Carmelo Rodriguez - When Marines Become UNCitizens: Misdiagnosis, Malpractice and Outrage
7 comments »(May 20, 2008 - find an update to this post)
[Let me begin this post with a bit of a disclaimer. My husband is a retired veteran of the Air Force -- 20+ years -- before I knew him, but that doesn't diminish my pride in the fact that he served our country. His son and our daughter in law are both career Air Force, too, and our other daughter-in-law just completed eight years in the Air Force. So yes, we are huge supporters of our American soldiers.]
The story I’m about to tell you holds several interests and outrages and raises some important questions:
1. Since when is a soldier not a citizen first?
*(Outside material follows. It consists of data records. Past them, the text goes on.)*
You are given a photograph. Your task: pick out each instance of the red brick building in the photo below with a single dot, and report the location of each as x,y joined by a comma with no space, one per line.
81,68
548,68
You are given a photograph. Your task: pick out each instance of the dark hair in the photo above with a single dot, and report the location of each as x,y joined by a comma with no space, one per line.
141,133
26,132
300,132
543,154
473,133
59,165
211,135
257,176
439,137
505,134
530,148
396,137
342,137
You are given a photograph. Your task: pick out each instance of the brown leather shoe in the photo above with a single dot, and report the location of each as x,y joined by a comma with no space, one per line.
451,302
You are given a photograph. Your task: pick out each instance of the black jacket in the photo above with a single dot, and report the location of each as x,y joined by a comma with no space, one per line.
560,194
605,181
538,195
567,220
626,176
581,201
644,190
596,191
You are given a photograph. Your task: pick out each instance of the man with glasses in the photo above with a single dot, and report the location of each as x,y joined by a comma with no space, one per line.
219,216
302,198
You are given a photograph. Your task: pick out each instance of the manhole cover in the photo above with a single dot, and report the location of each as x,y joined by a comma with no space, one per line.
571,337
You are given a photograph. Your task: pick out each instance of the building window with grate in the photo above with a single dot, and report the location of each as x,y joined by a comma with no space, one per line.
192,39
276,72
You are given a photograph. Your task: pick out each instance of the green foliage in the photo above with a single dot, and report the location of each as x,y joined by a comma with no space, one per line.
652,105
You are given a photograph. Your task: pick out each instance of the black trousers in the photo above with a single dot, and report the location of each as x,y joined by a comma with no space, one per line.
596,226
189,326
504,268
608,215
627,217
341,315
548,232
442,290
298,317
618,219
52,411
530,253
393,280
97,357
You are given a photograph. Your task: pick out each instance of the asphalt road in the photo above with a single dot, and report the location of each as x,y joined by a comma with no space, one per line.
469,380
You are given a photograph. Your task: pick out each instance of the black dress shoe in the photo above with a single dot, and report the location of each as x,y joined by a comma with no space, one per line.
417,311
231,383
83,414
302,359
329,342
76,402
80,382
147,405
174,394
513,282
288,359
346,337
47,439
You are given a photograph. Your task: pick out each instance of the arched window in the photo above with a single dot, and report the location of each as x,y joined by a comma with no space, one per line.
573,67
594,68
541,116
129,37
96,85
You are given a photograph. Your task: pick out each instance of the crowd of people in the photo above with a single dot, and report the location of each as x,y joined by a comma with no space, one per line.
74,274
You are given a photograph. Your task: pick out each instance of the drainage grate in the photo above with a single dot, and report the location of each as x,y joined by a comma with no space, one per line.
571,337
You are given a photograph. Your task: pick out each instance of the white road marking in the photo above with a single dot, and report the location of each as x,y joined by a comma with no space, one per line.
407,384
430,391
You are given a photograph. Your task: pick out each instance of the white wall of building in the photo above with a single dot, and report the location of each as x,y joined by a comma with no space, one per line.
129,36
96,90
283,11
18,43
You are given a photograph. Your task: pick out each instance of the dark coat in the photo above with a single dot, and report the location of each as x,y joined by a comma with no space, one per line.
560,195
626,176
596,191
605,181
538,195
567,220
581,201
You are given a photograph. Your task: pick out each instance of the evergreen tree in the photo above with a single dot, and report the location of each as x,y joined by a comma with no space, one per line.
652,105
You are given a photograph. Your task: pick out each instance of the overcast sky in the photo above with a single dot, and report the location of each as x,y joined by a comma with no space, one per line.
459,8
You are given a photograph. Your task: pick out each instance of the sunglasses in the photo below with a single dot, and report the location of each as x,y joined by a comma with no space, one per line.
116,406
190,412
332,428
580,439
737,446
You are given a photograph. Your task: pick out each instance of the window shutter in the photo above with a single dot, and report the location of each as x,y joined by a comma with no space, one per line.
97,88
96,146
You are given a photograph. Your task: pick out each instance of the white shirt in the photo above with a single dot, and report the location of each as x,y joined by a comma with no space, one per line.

2. How is it that an accurate diagnosis could turn into a MISdiagnosis 10 years later?
This story is told on CBS’s evening news — about a young soldier, Sgt. Carmelo Rodriguez, who joined the Marines in 1997. During his induction physical, the doctor noted a mole and called it a melanoma on Carmelo’s records. But nothing was said to Carmelo, and the paperwork was filed. Carmelo went through training, has spent these ensuing years in the Marines, and was deployed to Iraq…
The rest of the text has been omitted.